Five years later, the Android TV ecosystem has fundamentally changed, but the Shield TV Pro continues to be the best streaming device. As is its wont, Google decided to mess with Android TV, switching out the clean UI and introducing an ad-laden abomination in its stead that is Google TV. Thankfully, none of my Shield TV Pro units have been updated to Google TV, and they’re still running the older Android TV interface.

But where the Shield TV Pro truly stands out is its performance; after nearly five years of use, it is still just as fluid as the day I set it up. A big part of this is NVIDIA’s continual update cadence that brings bug fixes and stability tweaks, and this is a rarity in the industry — I can’t think of any other Android device that has gotten as many updates.

NVIDIA Shield TV Pro against green background

(Image credit: Harish Jonnalagadda / Android Central)

That said, there have been a few issues over the years. One of the units is prone to freezing once a week, and Bluetooth pairing is wonky on another unit. NVIDIA moved away from GameStream, and while that’s annoying, Moonlight is an alternative that works just as reliably, so it wasn’t a big issue.

At the end of the day, the underlying Tegra X1 hardware is still decent enough even though it is nine years old at this point, and honestly, there isn’t another streaming device that is as good as the Shield TV Pro.

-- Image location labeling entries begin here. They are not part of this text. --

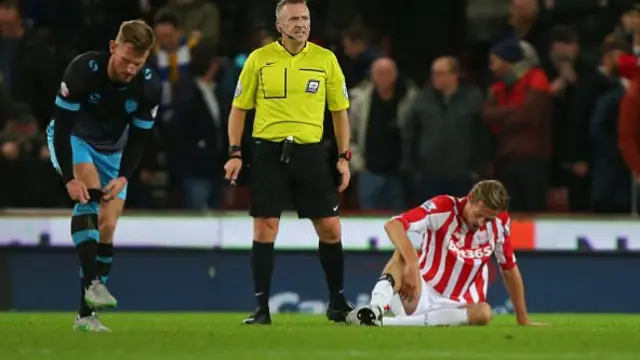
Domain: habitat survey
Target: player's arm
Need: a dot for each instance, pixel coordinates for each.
(428, 216)
(71, 94)
(140, 129)
(510, 273)
(338, 103)
(243, 100)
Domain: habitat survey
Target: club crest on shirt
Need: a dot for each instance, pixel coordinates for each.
(64, 90)
(481, 238)
(313, 86)
(429, 205)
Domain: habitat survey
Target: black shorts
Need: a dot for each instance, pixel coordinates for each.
(306, 181)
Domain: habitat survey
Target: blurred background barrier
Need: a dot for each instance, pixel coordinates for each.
(233, 230)
(199, 280)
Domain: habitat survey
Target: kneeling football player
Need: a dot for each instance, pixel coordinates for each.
(444, 283)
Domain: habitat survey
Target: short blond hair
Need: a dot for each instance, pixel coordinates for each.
(492, 194)
(138, 34)
(282, 3)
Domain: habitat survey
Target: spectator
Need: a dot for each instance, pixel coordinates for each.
(378, 111)
(628, 30)
(33, 182)
(629, 128)
(564, 68)
(359, 55)
(25, 64)
(444, 136)
(201, 17)
(199, 129)
(528, 22)
(172, 55)
(519, 110)
(580, 157)
(610, 190)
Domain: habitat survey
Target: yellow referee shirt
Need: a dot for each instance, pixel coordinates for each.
(289, 92)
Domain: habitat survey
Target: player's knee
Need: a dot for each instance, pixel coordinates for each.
(84, 223)
(107, 227)
(265, 229)
(328, 229)
(479, 314)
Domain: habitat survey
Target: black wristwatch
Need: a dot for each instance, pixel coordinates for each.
(233, 150)
(345, 155)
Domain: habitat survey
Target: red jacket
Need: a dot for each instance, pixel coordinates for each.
(629, 126)
(520, 116)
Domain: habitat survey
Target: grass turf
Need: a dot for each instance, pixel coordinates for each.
(217, 336)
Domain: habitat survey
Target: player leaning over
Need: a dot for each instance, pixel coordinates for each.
(445, 281)
(105, 110)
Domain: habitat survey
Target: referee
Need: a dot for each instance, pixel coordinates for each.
(289, 82)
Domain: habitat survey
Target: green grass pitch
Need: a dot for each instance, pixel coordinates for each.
(216, 336)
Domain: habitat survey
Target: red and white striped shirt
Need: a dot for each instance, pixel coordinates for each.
(453, 258)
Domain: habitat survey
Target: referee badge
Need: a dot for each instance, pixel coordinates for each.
(238, 90)
(313, 86)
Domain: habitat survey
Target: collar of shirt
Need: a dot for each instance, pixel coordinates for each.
(279, 46)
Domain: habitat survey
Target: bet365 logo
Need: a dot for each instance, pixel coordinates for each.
(480, 253)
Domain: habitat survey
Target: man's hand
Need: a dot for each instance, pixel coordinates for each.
(345, 173)
(410, 279)
(232, 170)
(44, 153)
(114, 187)
(78, 191)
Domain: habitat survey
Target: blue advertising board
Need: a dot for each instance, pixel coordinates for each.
(174, 280)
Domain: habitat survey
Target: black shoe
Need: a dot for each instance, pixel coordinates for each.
(367, 317)
(260, 317)
(339, 313)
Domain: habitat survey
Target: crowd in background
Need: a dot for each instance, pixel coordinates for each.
(529, 96)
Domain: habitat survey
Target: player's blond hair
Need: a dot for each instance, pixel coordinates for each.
(492, 194)
(138, 34)
(282, 3)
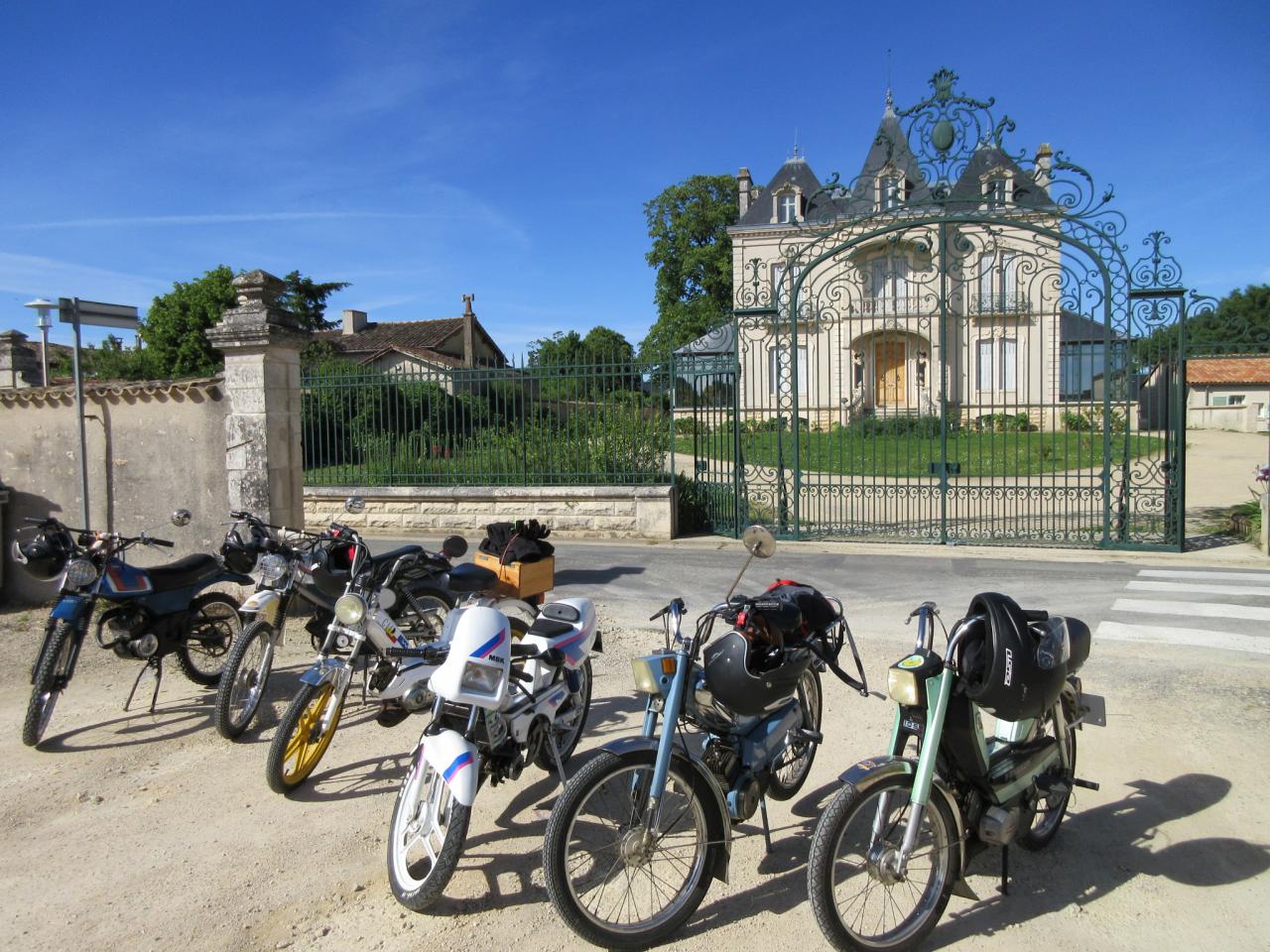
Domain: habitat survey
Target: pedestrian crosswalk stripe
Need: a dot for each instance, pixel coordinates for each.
(1210, 576)
(1199, 589)
(1199, 638)
(1203, 610)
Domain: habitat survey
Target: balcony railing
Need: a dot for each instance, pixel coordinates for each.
(898, 306)
(1000, 302)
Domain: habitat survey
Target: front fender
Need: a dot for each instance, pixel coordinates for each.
(870, 772)
(335, 670)
(457, 762)
(719, 820)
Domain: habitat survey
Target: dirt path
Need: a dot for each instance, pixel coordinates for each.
(135, 832)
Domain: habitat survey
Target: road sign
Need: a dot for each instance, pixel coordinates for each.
(98, 313)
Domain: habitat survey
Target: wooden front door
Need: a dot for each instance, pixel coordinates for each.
(889, 368)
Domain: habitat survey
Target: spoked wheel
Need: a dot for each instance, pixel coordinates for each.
(50, 680)
(304, 734)
(1047, 809)
(616, 881)
(860, 897)
(793, 767)
(213, 625)
(571, 721)
(426, 837)
(421, 612)
(246, 671)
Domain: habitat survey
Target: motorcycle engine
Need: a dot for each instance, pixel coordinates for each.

Yes, there are things I would want to see in a 2024 variant of the device — AV1 decode, DLSS tech that’s similar to what’s on the latest NVIDIA video cards, and HDMI 2.1 connectivity.

A newer Shield TV Pro would be a killer device, but it doesn’t look like that’s a priority for NVIDIA at the moment. The chip vendor is making so much money via its AI business that it doesn’t need to focus on any other product line, including the GeForce portfolio. The Shield TV is in the same boat, but if NVIDIA were to provide the hardware for Nintendo’s Switch 2 (as leaks suggest), it isn’t outlandish to assume the brand will introduce a next-gen Shield TV that uses the same platform.

We’ll have to wait and see if that pans out, but if you’re dissatisfied with your current streaming device and want something better, the Shield TV Pro is still the one I’d recommend.